The survey was produced from observations with the Atacama Pathfinder Experiment (APEX) telescope in Chile and its Large Apex Bolometer Camera LABOCA, the newest and biggest format in a series of Max Planck Institute for Radio Astronomy (MPIfR) built bolometer cameras used on (sub)millimeter telescopes. This is the largest map of cold dust so far at wavelengths shorter than 1 millimeter, and it will provide an invaluable target list for observations made with the forthcoming Atacama Large Millimeter Array (ALMA), as well as the recently launched European Space Agency’s (ESA) Herschel Space Observatory.
This new guide for astronomers, known as the APEX Telescope Large Area Survey of the Galaxy (ATLASGAL) shows the Milky Way’s emission at sub-millimeter-wavelengths (between those of infrared light and radio waves). Images of the cosmos at these wavelengths are vital for studying the birthplaces of new stars and the structure of the crowded galactic core.
“Not only will ATLASGAL help us investigate how massive stars form, but it will also give us an overview of the larger-scale structure of our galaxy,” said Frederic Schuller from MPIfR, leader of the ATLASGAL team.
The area of the new sub-millimeter map is approximately 95 square degrees, covering a very long and narrow strip along the galactic plane 2° wide (four times the width of the Full Moon) and more than 40° long. The 16,000 pixel-long map was made with the LABOCA sub-millimeter-wave camera on the ESO-operated APEX telescope. APEX is located at an altitude of 16,700 feet (5,100 meters) on the arid plateau of Chajnantor in the Chilean Andes — a site that allows optimal viewing in the sub-millimeter range.
The interstellar medium — the material between the stars — is composed of gas and grains of cosmic dust, rather like fine sand or soot. However, this gas is mostly hydrogen and relatively difficult to detect, so astronomers often search for these dense regions by looking for the faint heat glow of the cosmic dust grains.
Sub-millimeter light allows astronomers to see these dust clouds shining, even though they obscure our view of the universe at visible light wavelengths.
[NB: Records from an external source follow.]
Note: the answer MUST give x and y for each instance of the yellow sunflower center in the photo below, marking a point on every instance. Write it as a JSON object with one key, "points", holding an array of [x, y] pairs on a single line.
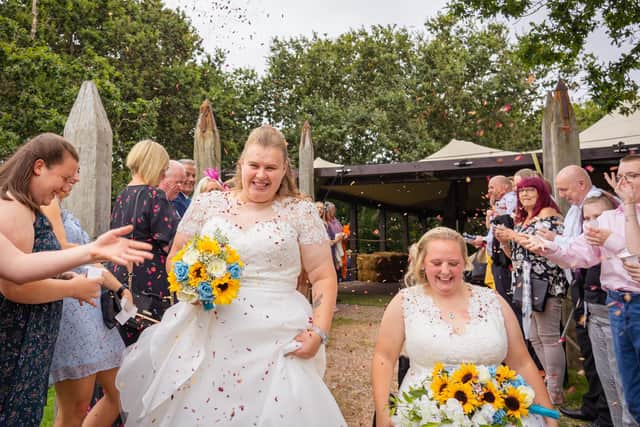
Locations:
{"points": [[512, 403], [461, 396]]}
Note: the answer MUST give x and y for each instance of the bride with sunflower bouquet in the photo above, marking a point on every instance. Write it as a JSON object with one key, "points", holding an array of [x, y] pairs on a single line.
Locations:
{"points": [[243, 347], [469, 362]]}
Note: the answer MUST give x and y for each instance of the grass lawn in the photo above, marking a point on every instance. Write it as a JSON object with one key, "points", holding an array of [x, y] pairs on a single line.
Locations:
{"points": [[343, 325], [360, 299], [47, 419]]}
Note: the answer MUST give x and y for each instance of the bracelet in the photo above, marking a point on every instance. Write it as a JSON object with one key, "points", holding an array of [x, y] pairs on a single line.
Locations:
{"points": [[120, 291], [322, 334]]}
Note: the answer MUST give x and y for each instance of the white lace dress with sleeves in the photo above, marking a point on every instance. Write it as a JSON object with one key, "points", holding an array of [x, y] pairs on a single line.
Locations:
{"points": [[430, 339], [228, 366]]}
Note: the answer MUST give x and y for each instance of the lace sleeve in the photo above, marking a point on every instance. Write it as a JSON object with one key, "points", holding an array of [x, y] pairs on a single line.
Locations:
{"points": [[199, 210], [311, 229]]}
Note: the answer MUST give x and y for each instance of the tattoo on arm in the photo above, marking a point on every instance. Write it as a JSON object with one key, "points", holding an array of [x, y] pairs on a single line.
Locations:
{"points": [[317, 301]]}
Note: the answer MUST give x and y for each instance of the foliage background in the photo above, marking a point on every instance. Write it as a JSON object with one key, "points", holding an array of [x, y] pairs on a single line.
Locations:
{"points": [[372, 95]]}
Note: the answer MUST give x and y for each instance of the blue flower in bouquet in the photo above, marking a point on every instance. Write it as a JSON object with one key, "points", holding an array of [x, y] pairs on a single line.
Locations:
{"points": [[235, 270], [205, 292], [498, 416], [492, 371], [181, 270], [518, 381]]}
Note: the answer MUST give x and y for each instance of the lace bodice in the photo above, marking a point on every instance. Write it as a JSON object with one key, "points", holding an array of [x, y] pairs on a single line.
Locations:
{"points": [[430, 339], [268, 238]]}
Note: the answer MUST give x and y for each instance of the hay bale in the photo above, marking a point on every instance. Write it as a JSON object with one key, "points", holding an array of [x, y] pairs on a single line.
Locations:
{"points": [[382, 266]]}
Accordingly, the ATLASGAL map includes the denser central regions of our galaxy, in the direction of the constellation Sagittarius, that are otherwise hidden behind a dark shroud of dust clouds.
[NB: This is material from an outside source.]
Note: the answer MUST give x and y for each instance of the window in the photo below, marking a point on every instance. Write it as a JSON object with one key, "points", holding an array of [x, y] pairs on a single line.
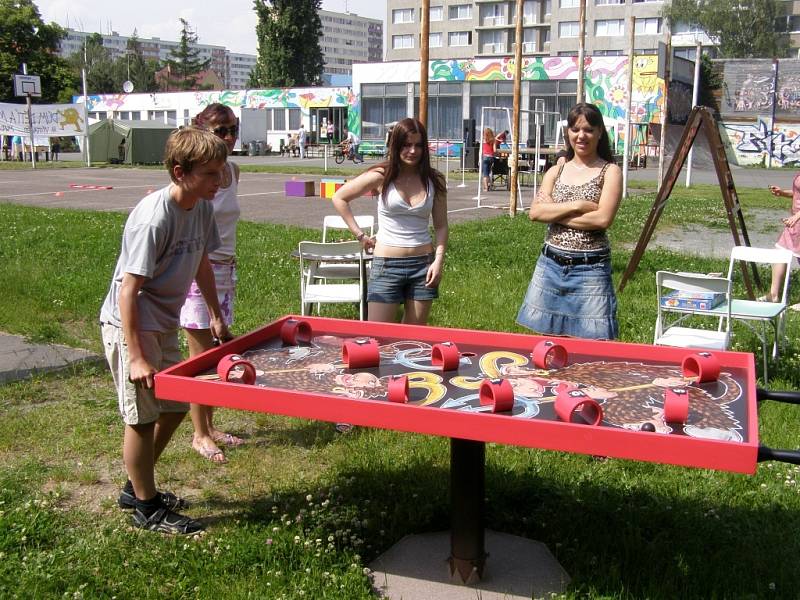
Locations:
{"points": [[402, 15], [530, 12], [460, 11], [492, 42], [444, 110], [280, 119], [459, 38], [568, 29], [651, 26], [294, 119], [609, 27], [400, 42], [381, 104], [681, 27]]}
The newly released map reveals thousands of dense dust clumps, many never seen before, that mark the future birthplaces of massive stars. The clumps are typically a couple of light-years in size and have masses of between 10 and a few thousand times the mass of our Sun, enough to give birth to stars or even clusters of stars. In addition, ATLASGAL shows diffuse emission connecting these clumps and has captured images of beautiful filamentary structures and bubbles in the interstellar medium, blown by supernovae and the winds of bright stars.
The photo shows in comparison the star forming clouds and complexes as observed in ATLASGAL, together with hotter dust of more evolved young stars still embedded in their dust cocoons, as observed in the Midcourse Space experiment (MSX) at infrared wavelengths.
Some striking highlights of the map include the center of the Milky Way, the nearby massive and dense cloud of molecular gas called Sagittarius B2, and giant star forming complexes like NGC 6357 and NGC 6334, the Cat’s Paw Nebula.
“Every single compact source in the ATLASGAL survey shows us a place at which new stars are presently being formed,” said Karl Menten, APEX principal investigator, director at MPIfR, and team member of the ATLASGAL project. “We just have to point APEX or Herschel and, in the future, ALMA towards these positions to observe the molecules associated with the dust to get a full picture of star formation throughout our Milky Way.”